O Papa Francisco desembarcou na Amazônia peruana no último fim de semana para falar da defesa da terra com milhares de indígenas, em um espaço que sofre constantemente com desmatamento e mineração ilegal. No Chile, ao longo da última semana, o pontífice já havia se encontrado com integrantes da tribo Mapuche e destacado os laços entre o meio ambiente e os povos indígenas.
Logo em sua chegada, o papa foi recebido com gritos de “Francis, Francis, você é agora amazônico”. Em seu primeiro evento oficial, a bordo do papamóvel, ele dirigiu-se a uma multidão indígena do Peru e países vizinhos, e falou sobre problemas ambientais que a Amazônia tem enfrentado, incluindo agronegócio, mineração, exploração madeireira e a perfuração de petróleo e gás.
“Nós temos que romper com o paradigma histórico que vê a Amazônia como uma fonte inesgotável de suprimentos para outros países, sem preocupação para seus habitantes. A defesa da Terra não tem outro objetivo que não a defesa da vida. Há que definir limites para ajudar a nos preservar de todos os planos para uma destruição maciça do habitat que nos torna quem somos”, apontou o pontífice, durante um discurso de 20 minutos.
A visita do papa se baseia em seu tratado inovador sobre o meio ambiente: a encíclica de Laudato Si (2015), que orienta fiéis e clérigos sobre as questões ambientais fundamentais. Além disso, a viagem pelos países sul-americanos também serve como planejamento para uma conferência de bispos da Bacia Amazônica, convocada para outubro de 2019. O Papa Francisco, porém, não entrou em assuntos como demarcação territorial ou títulos de propriedade.

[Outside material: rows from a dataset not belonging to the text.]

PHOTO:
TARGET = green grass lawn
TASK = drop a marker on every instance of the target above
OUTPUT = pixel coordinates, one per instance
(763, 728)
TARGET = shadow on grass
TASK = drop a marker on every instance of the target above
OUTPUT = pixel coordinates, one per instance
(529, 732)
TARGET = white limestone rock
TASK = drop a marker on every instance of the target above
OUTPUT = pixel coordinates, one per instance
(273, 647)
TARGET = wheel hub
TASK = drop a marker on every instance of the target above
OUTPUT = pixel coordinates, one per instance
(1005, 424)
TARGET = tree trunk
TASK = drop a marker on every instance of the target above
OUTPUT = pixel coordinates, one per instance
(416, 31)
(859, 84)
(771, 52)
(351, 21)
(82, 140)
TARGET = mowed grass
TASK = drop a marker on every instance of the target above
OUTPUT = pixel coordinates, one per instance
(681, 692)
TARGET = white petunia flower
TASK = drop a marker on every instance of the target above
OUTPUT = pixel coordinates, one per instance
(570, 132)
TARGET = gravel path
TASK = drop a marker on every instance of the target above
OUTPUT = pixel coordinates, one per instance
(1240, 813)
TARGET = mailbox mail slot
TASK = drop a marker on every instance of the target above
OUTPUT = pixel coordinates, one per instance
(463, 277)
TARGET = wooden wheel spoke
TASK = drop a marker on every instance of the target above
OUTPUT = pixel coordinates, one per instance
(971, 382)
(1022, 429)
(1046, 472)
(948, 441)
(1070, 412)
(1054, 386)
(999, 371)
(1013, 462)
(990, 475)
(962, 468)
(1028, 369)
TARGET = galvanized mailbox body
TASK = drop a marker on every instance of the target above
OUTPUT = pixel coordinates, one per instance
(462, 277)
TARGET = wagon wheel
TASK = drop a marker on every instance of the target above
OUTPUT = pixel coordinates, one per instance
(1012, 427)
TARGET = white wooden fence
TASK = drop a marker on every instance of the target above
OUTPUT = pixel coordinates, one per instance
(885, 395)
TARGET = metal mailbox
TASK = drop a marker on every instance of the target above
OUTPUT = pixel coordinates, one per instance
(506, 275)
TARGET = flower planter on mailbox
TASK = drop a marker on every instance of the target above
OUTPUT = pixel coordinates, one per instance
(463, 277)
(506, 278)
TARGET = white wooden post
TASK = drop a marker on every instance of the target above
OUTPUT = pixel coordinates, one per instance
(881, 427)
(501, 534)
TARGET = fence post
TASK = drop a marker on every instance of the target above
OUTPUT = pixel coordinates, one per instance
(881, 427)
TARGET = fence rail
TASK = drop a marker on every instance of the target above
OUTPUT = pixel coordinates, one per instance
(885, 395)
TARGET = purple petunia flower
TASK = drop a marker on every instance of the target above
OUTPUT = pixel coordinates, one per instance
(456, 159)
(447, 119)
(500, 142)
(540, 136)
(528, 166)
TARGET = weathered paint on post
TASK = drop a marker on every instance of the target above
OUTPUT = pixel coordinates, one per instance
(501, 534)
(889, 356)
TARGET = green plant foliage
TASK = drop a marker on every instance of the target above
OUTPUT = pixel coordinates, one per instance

“A Amazônia é nossa casa, mas também são os pulmões do mundo. Temos que trabalhar muito mais para parar o desmatamento. Há planos para a soja. Você pode imaginar o que isso fará? Seria devastador”, apontou o reverendo Juan Elias, um sacerdote da selva da Bolívia, em Pando, falando também das intenções do agronegócio com a expansão da Soja.
Indígenas brasileiros
Angelton Arara, do povo indígena brasileiro Arara do Pará, fazia parte da delegação que representava 32 povos indígenas do Brasil, que viajaram ao Peru para apresentar as suas queixas ao papa.
“A igreja tem que fazer com que nossos governos vejam que suas políticas estão destruindo o meio ambiente e nós com isso. Queremos mais apoio da igreja, e queremos que nossos governos sigam o que a igreja diz. Não podemos mais falar. Precisa haver uma ação real, porque estamos sendo mortos enquanto esperamos”, explicou o indígena.
Apenas em 2016, mais de 100 indígenas foram mortos no Brasil, segundo o Conselho Missionário Indígena. Em setembro de 2017, 10 pessoas de um grupo que vive em isolamento voluntário perto da fronteira com o Peru foram assassinadas.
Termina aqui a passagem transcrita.